The rates vary by professional role, as shown by a Chi-squared test (**P = 0.01).
A majority of respondents reported that they would be willing to administer the HPV vaccine if allowed by law: 51% of dentists, 63% of hygienists, 82% of dental students, and 71% of hygiene students (Fig 1A). Students were significantly more willing to administer the vaccine than their practicing colleagues (P<0.01). Between 12% and 19% of respondents, depending on professional role, were unsure, and only 6% to 31% of the respondents were unwilling. Among practicing dentists and hygienists, the willingness to administer the vaccine was not associated with their gender (P = 0.79) or with their number of years in practice (P = 0.83). (Fig 1B and 1C). However, dentists and hygienists who had previously taken a class on HPV infection and OPC were 20 and 22 percentage points more willing to administer the vaccine, respectively. In other words, 64% of dentists who had taken a previous class on HPV vs. 44% of dentists without a previous class were willing (P = 0.02), and 78% of hygienist with a previous class vs. 56% without a previous class were willing (P = 0.02) (Fig 1B and 1C). These results suggest that knowledge about HPV and the vaccine impact the professionals’ decision-making.


Most dental professionals are willing to administer the HPV vaccine.

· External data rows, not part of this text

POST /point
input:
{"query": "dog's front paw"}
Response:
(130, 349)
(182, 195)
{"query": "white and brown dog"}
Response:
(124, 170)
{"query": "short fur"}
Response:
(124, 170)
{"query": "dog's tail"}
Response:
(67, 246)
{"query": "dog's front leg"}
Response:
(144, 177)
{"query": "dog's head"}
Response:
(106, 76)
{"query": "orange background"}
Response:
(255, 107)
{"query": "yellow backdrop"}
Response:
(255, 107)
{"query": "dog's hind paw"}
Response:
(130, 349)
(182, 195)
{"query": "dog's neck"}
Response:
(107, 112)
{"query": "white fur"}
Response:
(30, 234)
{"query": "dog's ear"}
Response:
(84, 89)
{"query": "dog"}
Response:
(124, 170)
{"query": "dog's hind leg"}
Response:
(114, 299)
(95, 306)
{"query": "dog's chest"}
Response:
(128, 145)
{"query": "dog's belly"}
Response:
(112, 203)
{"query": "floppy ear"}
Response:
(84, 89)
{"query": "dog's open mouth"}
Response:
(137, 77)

(A) Willingness of dental professionals across Michigan to administer the HPV vaccine if allowed by law (n = 623). Rates vary by professional role, as shown by a Chi-squared test of independence (**P<0.01). (B) Willingness among dentists, compared by gender, years in the profession (±25), and having taken a class on HPV infection (n = 140 registered dentists’ responses; graduate students excluded). (C) Similarly, as in (B), for registered dental hygienists. All values are percentages. N-values for each analysis are shown. P-values for Chi-squared tests or Fisher’s tests, as appropriate, are given. Note that participation in previous educational classes about HPV correlates with the oral health care professional’s willingness to administer the vaccine.

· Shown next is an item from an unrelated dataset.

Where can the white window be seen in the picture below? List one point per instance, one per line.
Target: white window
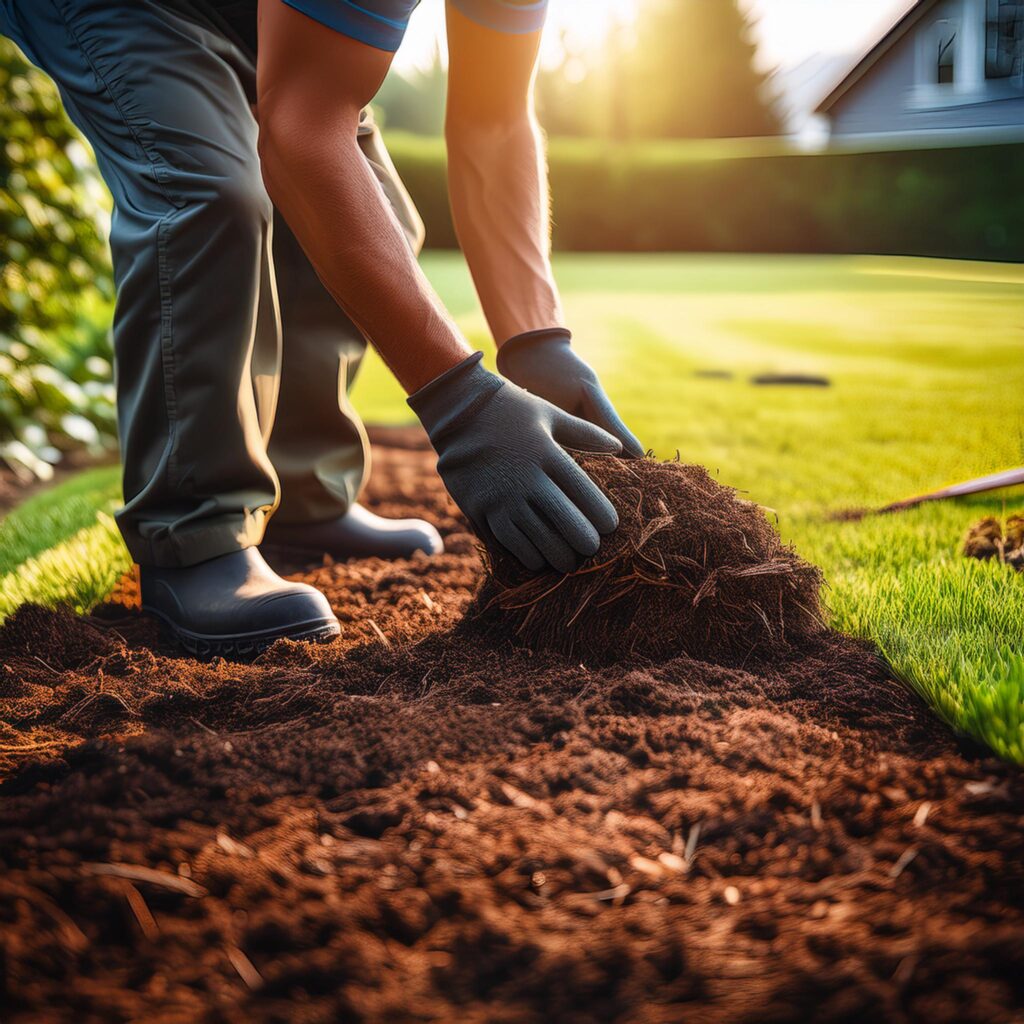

Overall, dental professionals were somewhat confident about talking to patients and parents about HPV infection and prevention (Fig 2A). Dentists expressed an average confidence level of 3.5 (SD = 1.2, median = 4, range of 1–5) on a 1–5 Likert scale, or slightly more confident than neutral; for hygienists, 3.4 (SD = 1.3, median = 4, range of 1–5); for dental students, 3.4. (SD = 1.1, median = 4, range of 1–5); and for hygiene students, 3.2 (SD = 1.1, median = 3, range of 1–5). Confidence did not vary significantly by professional role (Fig 2A), nor by dentists’ and hygienists’ years in practice (Fig 2B). However, it was considerably higher among dentists, hygienists, and dental students that had attended a class on HPV infection (Fig 2C). Dentists who had taken a class were 0.8 points more confident than dentists who had not; hygienists, 1.0 point more confident; dental students, 0.6 points more confident, all statistically significant.

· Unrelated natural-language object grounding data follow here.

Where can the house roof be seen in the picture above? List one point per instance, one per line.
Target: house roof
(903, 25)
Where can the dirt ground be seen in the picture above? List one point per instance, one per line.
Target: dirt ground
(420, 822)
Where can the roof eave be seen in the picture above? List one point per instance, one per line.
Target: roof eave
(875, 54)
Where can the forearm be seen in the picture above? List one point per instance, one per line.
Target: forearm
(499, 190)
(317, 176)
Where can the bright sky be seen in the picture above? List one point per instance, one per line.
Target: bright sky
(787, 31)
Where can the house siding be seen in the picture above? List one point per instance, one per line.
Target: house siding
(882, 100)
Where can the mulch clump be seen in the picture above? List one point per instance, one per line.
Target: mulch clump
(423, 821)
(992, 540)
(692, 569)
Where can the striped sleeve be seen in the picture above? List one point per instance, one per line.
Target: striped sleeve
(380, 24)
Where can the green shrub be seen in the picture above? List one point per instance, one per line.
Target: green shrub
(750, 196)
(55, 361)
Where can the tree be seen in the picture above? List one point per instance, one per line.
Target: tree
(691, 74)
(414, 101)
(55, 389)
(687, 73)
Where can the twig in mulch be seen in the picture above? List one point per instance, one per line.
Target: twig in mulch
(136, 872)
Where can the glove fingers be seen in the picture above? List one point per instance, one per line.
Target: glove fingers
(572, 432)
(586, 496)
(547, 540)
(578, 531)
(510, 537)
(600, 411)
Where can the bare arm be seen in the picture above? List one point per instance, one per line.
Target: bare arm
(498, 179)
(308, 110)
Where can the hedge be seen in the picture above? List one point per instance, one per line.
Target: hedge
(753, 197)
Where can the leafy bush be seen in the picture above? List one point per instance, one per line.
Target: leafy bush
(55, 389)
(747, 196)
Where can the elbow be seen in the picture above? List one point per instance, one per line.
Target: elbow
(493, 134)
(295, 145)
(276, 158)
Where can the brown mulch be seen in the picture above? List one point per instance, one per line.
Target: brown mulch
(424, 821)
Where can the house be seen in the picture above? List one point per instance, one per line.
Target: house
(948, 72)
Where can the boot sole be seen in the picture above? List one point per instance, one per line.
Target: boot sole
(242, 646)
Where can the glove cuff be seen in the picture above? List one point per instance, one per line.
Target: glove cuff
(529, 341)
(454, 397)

Dental professionals are variably confident in discussing HPV infection with their patients.
(A) Confidence of dental professionals to discuss HPV infection with their patients. For this analysis, a Likert scale of confidence, ranging from completely uncertain to completely confident, was converted to a 1–5 scale. Means ± standard deviations are shown and were compared by one-way ANOVA (n = 619 respondents; P = 0.30). (B) Confidence among each professional role, analyzed by having taken a previous class on HPV infection or not (n = 140, 89, 241, and 148, respectively). (C) Confidence of licensed professionals, analyzed by years in practice (n = 112 and 84, respectively; graduate students excluded). For (B) and (C), means ± standard deviations are shown and were compared within each professional role by Welch’s two-sample t-tests, pairwise. Note that participation in previous educational classes is significantly associated with higher confidence of most oral health care professionals to talk about HPV with patients.
Dental professionals tended to believe that the HPV vaccine can enhance the health of their patients. Dentists expressed an average level of agreement of 3.7 (SD = 1.1, median = 4, range of 1–5) on a 1–5 Likert scale; hygienists, 3.7 (SD = 1.1, median = 4, range of 1–5); dental students, 4.1 (SD = 1.1, median = 4, range of 1–5); and hygiene students, 3.9 (SD = 1.1, median = 4, range of 1–5) (Fig 3A). Dental students agreed significantly more than dentists or hygienists (P<0.05). Interestingly, these beliefs were not shaped by previous classes on HPV or years in practice (Fig 3B and 3C).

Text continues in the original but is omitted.